Henry Ossawa Tanner Oil Painting 1894
Over the years, I’ve often filled my social media with rants about Thanksgiving and its misrepresentation of a joyful time of Pilgrims and Native Americans happily eating turkey and beautifully colored corn and pumpkin pie. I would sometimes include paintings or articles about the persecution of Native peoples. My favorite was to include statistics about the deaths in the turbulent times following (and preceding) the first Thanksgiving.
Sometimes I would point out that if there hadn’t been a smallpox outbreak amongst the Pokanoket brought to them via the Europeans, their leader, Oasamequin, wouldn’t have even had to make the alliance with the Pilgrims at all. In reality, he could have let them starve to death. All pretty gloomy stuff.
When Kip died in November of last year, I really thought about what he always said when I would post that sort of thing. He would point out how although it may be true, I could focus on something positive in the world, instead of always something negative, even if I thought I was “shedding light” on some of America’s darkest times.
So last Thanksgiving I broke with tradition. I instead posted a painting by Camille Pissaro entitled The Crystal Palace. I wanted to “shed light” on a successful refugee who became the father of Impressionism. You can read what I wrote last year here: The Crystal Palace. So in an attempt to keep with the positivity, I have chosen the painting The Thankful Poor by Henry Ossawa Tanner to share with you today.
Henry Ossawa Tanner is generally considered a realist painter, although I find that is a bit of a misnomer. He did have highly realistic paintings, but he had others that were Impressionistic. He was a painter of portraits, landscapes, Biblical scenes, and is even sometimes categorized as a Mystic painter. He really has one of the most diverse libraries of work of any painter I’m aware of. In this particular work, you can plainly seen the influence of his teacher, the great Realist Thomas Eakins.
Henry’s father was a bishop of the African Methodist Episcopal Church. His mother was born a slave and escaped via the Underground Railroad. He grew up in Pittsburgh and became the first and most successful African-American student accepted into the Pennsylvania Academy of Fine Arts.
Although he was successful in the States, he didn’t find true freedom until he went to Europe. In Paris, he could live without the racism he endured during Reconstruction in a Southern leaning city. He was free to marry his Swedish-American opera singer bride.
In Europe he wasn’t a successful “colored” artist. There he was a highly acclaimed American artist. The color of his skin didn’t define his artwork, his talent did. He became the first African-American in history to have his works shown in a Paris Salon.
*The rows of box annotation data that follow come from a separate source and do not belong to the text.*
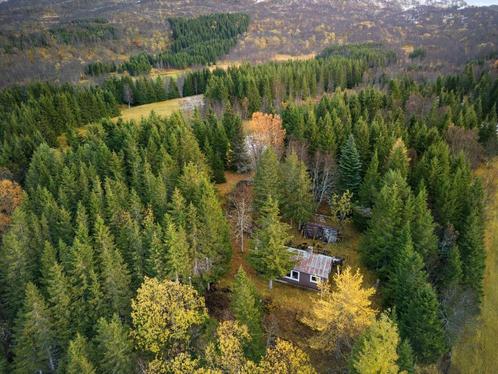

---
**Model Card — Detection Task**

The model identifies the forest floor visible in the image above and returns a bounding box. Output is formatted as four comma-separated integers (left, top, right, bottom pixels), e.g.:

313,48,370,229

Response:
113,95,203,121
450,157,498,374
215,173,375,373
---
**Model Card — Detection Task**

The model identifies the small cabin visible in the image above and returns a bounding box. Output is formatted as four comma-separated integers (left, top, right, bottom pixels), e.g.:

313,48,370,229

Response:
302,222,341,243
280,247,344,290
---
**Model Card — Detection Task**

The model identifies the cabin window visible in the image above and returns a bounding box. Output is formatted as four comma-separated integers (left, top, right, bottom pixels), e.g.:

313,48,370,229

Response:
285,270,299,282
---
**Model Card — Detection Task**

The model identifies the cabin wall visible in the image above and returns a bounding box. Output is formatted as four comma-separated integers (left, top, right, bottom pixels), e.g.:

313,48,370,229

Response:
281,272,318,290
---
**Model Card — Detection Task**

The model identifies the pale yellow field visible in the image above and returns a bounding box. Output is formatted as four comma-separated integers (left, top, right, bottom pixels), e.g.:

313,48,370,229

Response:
113,96,204,121
450,158,498,374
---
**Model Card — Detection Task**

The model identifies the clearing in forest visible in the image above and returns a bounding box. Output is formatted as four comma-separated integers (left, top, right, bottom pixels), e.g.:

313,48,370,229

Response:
113,95,203,121
450,158,498,373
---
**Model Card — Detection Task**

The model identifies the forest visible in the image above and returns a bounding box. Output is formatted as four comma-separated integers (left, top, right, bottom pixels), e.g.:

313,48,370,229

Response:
0,14,498,374
85,13,249,76
0,18,120,53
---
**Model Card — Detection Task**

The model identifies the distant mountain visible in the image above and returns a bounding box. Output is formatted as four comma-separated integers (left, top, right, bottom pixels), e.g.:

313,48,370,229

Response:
0,0,498,86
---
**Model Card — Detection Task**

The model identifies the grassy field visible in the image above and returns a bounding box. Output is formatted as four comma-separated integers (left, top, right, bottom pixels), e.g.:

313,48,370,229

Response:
217,173,376,373
113,95,201,121
450,158,498,374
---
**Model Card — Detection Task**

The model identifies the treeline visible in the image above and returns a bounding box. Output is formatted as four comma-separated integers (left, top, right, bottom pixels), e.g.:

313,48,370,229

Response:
317,43,397,67
85,13,249,76
204,57,388,116
276,71,497,364
0,83,119,179
0,115,231,372
0,18,120,53
154,13,249,68
102,77,180,105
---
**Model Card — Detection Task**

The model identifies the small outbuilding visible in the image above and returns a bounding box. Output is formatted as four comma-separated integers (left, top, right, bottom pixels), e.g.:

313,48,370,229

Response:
281,247,344,290
302,222,341,243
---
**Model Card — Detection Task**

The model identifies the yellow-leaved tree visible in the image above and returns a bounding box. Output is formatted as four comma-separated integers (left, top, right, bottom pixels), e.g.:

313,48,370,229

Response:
258,339,316,374
350,313,400,374
302,267,376,354
131,277,207,357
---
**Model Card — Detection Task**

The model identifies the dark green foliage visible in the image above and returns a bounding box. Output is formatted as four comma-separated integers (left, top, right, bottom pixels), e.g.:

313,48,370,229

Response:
280,152,315,227
253,148,282,212
339,135,361,196
0,18,121,53
14,283,56,373
250,195,294,289
408,47,427,60
0,83,119,177
95,315,134,374
318,43,396,66
398,339,415,374
86,13,249,75
458,209,486,296
388,230,447,363
358,152,381,207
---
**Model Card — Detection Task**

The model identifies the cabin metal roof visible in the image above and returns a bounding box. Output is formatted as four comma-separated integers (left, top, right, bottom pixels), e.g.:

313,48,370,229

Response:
288,247,334,279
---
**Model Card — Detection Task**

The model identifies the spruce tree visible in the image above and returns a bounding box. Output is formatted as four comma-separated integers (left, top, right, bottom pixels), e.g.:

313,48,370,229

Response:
397,339,415,374
250,196,294,289
458,208,486,296
253,148,281,212
230,267,264,360
386,139,410,178
280,152,314,227
14,283,57,374
95,314,134,374
388,230,446,364
350,313,399,374
66,333,96,374
358,151,381,207
410,185,438,269
339,134,361,196
166,223,192,282
360,171,409,280
46,262,74,352
94,216,131,318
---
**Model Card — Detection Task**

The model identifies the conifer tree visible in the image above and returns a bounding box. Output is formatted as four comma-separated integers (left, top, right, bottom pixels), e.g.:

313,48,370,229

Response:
458,208,486,296
95,314,134,374
386,139,410,178
388,230,446,363
94,216,131,318
339,134,361,196
360,171,409,280
66,333,96,374
250,196,294,289
397,339,415,374
46,262,74,352
14,283,56,374
358,151,381,207
350,313,399,374
280,152,314,227
410,185,438,268
253,147,281,212
166,223,192,282
230,267,264,360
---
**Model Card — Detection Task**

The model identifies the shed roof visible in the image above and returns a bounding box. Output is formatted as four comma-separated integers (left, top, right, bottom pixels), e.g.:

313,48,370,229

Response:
288,247,335,279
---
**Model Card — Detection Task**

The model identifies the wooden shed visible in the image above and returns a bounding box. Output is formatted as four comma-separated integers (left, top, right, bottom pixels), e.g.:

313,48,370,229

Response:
302,222,341,243
280,247,344,290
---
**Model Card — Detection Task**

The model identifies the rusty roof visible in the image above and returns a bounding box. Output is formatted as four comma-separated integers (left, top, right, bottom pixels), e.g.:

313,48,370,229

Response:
288,247,334,279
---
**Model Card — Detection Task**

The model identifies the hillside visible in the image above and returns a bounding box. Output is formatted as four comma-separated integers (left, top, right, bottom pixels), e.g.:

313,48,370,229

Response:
0,0,498,85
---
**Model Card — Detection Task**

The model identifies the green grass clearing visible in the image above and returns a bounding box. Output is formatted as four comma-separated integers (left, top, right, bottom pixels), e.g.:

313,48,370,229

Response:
450,158,498,374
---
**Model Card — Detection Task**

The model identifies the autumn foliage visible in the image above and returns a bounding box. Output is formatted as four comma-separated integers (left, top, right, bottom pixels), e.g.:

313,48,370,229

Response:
246,112,285,166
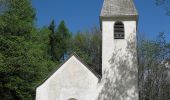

Henry O. Tanner went on to work for the Red Cross Public Information Department during World War I where he painted the front lines. In 1923 he became a knight of the Legion of Honor for his service.
The Thankful Poor was painted on a visit back to the States in 1894. This was done shortly after his award-winning The Banjo Lesson was met with acclaim all over Europe. I like to believe both paintings share the same subjects, although I can’t find any sources to back up that theory. However, the older man and child appear to be in the same room in both paintings.
This painting really expresses to me what Thanksgiving is actually about. The man and child are bowing their heads to give thanks over their small, but sufficient meal. The blended color of the walls is echoed in the table covering, giving a wonderfully muted yet colorful backdrop. It really allows the folds in the man’s shirt and the curls on the boy’s head to really pop.
The grandfather figure’s face is in shadow, so you can’t see his features well. The boy, conversely, is bathed in light. The glow on the boy’s face from the light streaming through the window is nearly angelic. To me, this seems like a metaphor for their lives. The man has come through dark times, the boy has a bright future.
I imagine the man thanking God for his ability to have survived through his hardships, while asking for protection over his young grandson. The boy maybe thanking God for having his grandfather there to protect him and support him and provide him with the meal. That’s the beauty of art, it’s up to you to decide what it means.
However you spend this Thanksgiving, take a minute to be thankful for those around you. Remember not only the parts of their lives they share with you, but those parts without you. Be grateful for everything they have gone through to get to where they are today, and be hopeful for their future.